Applicants will be informed by 15 December 2022 whether their paper has been accepted. The conference programme will be published on 31 December 2022 on the conference website[, which] will also contain information on the attendance fee for those who are not members of the ESCLH, on transport to and from Augsburg, [and] on accommodation in Augsburg. [Registration will open, on the conference website, on 15 December 2022.] Finally, the conference will be preceded by an additional PhD-workshop on 21 June 2023. Further information about the workshop will also be published on 15 December 2022.

Book Launch: Law, Lordship and Tenure: The Fall of the Black Douglases

The Centre for Legal History invites you to the launch of Law, Lordship and Tenure: The Fall of the Black Douglases on 6th October, 2022. This will take lace in Teaching Room 1 in Old College, University of Edinburgh, at 17.30 to be followed by a reception in the Moot Court Room.

The book is authored by two very distinguished scholars, Professor Emeritus Hector Macqueen of Edinburgh and Dr Alan Borthwick of the National Records of Scotland. Over a number of years they have revolutionized our understanding of lordship, tenure and law in later mediaeval Scotland, both separately and in collaboration.

This book is a new interpretation of the fall of later medieval Scotland’s greatest noble family, the Black Douglases, in 1455. The discussion reaches back in time to over a century before, as the family began its rise to the pinnacle of Scottish society. The killing of William eighth earl of Douglas by King James II in 1452 receives particular attention, as also the way in which he, his brother James (his successor as earl), and their predecessors exercised their power and authority as earls and lords, and it is suggested that their identifiable failings in this provide the key to understanding the catastrophe that befell the family in 1455. The principal analytical tool is the law relevant to these events and the specific meaning and significance of the documents (which is often a legal question) that evidence them.
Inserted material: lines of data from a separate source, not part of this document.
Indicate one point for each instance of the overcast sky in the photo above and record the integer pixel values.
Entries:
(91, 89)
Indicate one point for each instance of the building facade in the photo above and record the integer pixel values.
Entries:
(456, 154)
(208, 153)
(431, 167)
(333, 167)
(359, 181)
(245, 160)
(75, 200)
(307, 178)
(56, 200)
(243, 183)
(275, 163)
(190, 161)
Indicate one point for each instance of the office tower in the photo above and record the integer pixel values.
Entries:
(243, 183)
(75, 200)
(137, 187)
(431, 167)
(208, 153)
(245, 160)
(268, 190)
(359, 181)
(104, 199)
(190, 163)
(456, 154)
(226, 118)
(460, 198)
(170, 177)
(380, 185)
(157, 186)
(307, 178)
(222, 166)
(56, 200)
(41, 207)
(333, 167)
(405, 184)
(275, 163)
It is argued that this form of analysis is at least as relevant as any more political approach and that ‘legal consciousness’ was a vital feature of Scottish noble society.
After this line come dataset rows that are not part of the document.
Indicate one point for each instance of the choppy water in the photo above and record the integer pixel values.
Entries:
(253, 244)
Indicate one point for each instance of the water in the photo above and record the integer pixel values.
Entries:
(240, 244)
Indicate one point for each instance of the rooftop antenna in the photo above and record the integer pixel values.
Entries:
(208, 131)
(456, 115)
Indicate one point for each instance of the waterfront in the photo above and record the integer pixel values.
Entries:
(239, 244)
It is possible to participate by Zoom as well as in person. To participate by Zoom, see

About the authors
Alan Borthwick has been one of the archivist staff of the now National Records of Scotland for over 30 years, and in that time has worked in a variety of posts. He has been Head of the Private Records section since 2007. Alan was the lead curator for the NRS exhibition in 2005 at the Scottish Parliament when the Declaration of Arbroath was last publicly displayed. He was also lead curator for the two exhibitions of the “Wallace document” of 1300, at the Scottish Parliament (2012) and at Stirling Castle (2014). His PhD thesis, on the reign of King James II (1437-1460), was completed in 1989. He also contributed a number of articles to the Oxford Dictionary of National Biography (2004). Other contributions include “Montrose v Dundee and the Jurisdiction of Parliament and Council over Fee and Heritage in the Mid-Fifteenth Century”, Parliamentary History xv (1) (1996) 33-53 and “An Addition to Scotia Pontifica”, Innes Review xxxix (1) 61-64.
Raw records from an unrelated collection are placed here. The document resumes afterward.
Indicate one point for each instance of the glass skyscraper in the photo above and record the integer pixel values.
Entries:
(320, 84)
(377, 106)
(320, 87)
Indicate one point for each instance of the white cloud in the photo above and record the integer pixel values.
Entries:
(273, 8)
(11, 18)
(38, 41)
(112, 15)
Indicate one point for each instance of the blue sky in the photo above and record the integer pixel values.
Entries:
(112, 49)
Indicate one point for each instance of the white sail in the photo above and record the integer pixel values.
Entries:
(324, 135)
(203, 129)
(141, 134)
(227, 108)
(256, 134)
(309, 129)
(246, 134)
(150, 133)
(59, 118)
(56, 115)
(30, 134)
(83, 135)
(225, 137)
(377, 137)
Hector MacQueen is Emeritus Professor of Private Law at the University of Edinburgh Law School, having previously been a member of staff from 1979 to 2021. He has worked on various aspects of Scottish legal history, especially in the medieval period, where his best-known work is Common Law and Feudal Society in Medieval Scotland (1993; reissued 2016). He also writes about ‘legal nationalism’ in Scotland and on the history of copyright. Hector is currently Vice-President of the Stair Society, having previously been its Literary Director 1999-2017. He is also a Fellow of the British Academy and of the Royal Society of Edinburgh, having been Vice-President (Humanities) of the latter 2008-2011. He is a Vice-President of the Scottish Text Society. He was awarded a CBE in the 2019 Birthday Honours list. Alan and Hector have previously co-authored a number of published articles, focussed mainly on mid-fifteenth century litigation.